Pasaron quince años antes de volverlo a ver por casualidad en una universidad de provincias. No había conseguido plaza en el centro de investigación, descuidaba sus clases, llevaba un pantalón desgastado de mezclilla y una camiseta sucia, estaba gordo y calvo. Me saludó con aire de complicidad al reconocer en mi rostro un aprendizaje no menos amargo que el que él había conseguido con los años. 'No me creías, ¿verdad? Pues ya ves que tenía razón, cabrón, no debiste haber ido a Praga. Pero ya lo hiciste, ya estás como yo dizque haciendo investigación. Ya eres doctor. Miembro del sistema. Muy bien, muy bien. Te tengo malas noticias de cualquier modo, fíjate. No has terminado de caer, ¿sabes? Es larga la trayectoria, pero yo voy adelantado y te puedo decir que aún te falta lo peor. Ya sé que tú crees haber tenido razón en relación a mí, que no llegué tan lejos como tú en resultados. De acuerdo, no te lo niego. Pero eso vale madre y no cuenta porque son astucias de niñato listo, sin apoyo vital, sin sustancia. Lo mío es hueso. Ya lo verás'. Percibí en su aliento un olor a alcohol y cebolla, pero no tuve empacho en despedirme de él con un abrazo.
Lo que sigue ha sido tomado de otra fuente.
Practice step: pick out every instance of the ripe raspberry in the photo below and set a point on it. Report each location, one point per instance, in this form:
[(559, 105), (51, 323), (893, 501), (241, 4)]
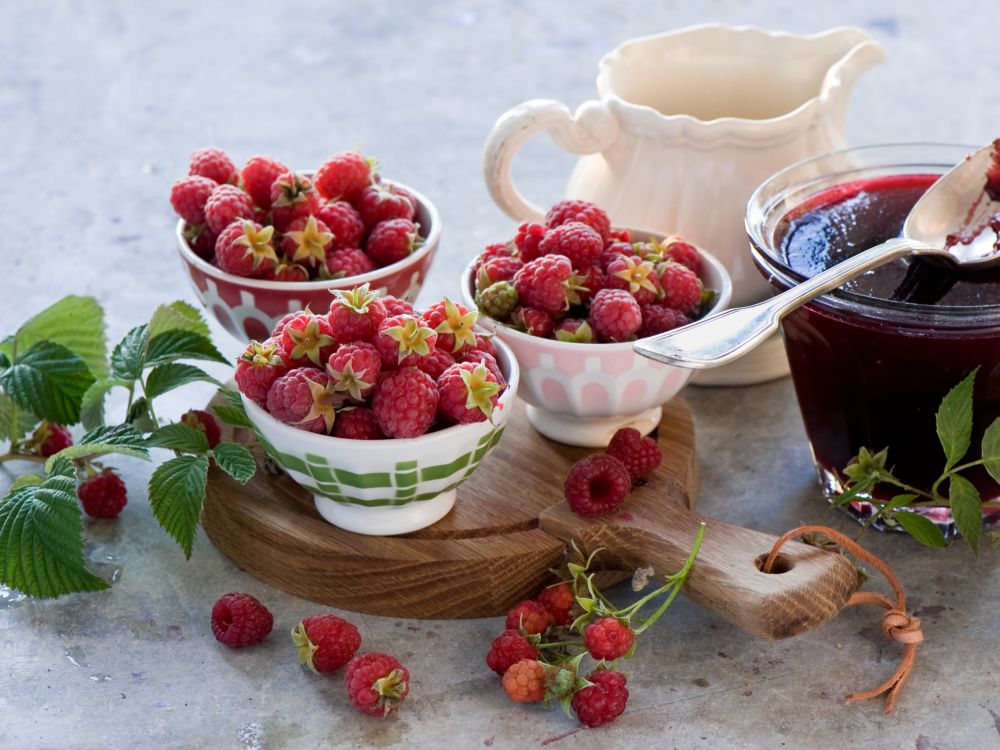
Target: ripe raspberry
[(376, 683), (603, 701), (188, 197), (103, 494), (641, 455), (240, 620), (325, 642), (524, 682), (578, 242), (405, 403), (597, 484), (214, 164), (608, 638), (566, 211), (391, 241), (343, 176), (304, 398), (529, 618), (507, 649), (205, 422), (615, 315), (355, 368)]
Me ha dicho un colega suyo que esta mañana se ha pegado un tiro en su casa. Tenía deudas. Lo habían expulsado de la universidad hará un año bajo acusaciones de malversación, abandono de trabajo y acoso sexual. Mientras se acumulan e-mails en la pantalla de mi computadora, me he quedado pensando en dos escenas: en una estoy con él en un restaurante checo, comiendo gulaš por primera vez acompañado de una enorme cerveza rubia mientras me explica que hay países muy serios como Holanda, de donde acaba de regresar, y donde vio 'canales suspendidos en el aire conteniendo barcos, imagínate'; en la otra estamos a la mesa de un restaurante chino delicioso que me fue imposible volver a localizar una vez que él se fue de la ciudad, un restaurante al que se llegaba tras muchas estaciones de tranvía: I.P. Pavlova, Kubanské Naměstí, ¿cuál sería? Me está anotando con su estilográfica algunas ecuaciones sobre el problema de regulación al tiempo en que se queja de lo poco que saben los checos sobre el tema, lo mal que huelen sus sobacos, lo poco que entienden el inglés. Qué esfuerzos los suyos por hacerse el hombre de mundo que no podía ser. Qué éxito tuvo su megalomanía en la hora última, por fin un acto a la altura de sus pretensiones.
Pongo mis barbas a remojar. Ya estoy, como él, divorciado. No pasará mucho tiempo antes de que renuncie.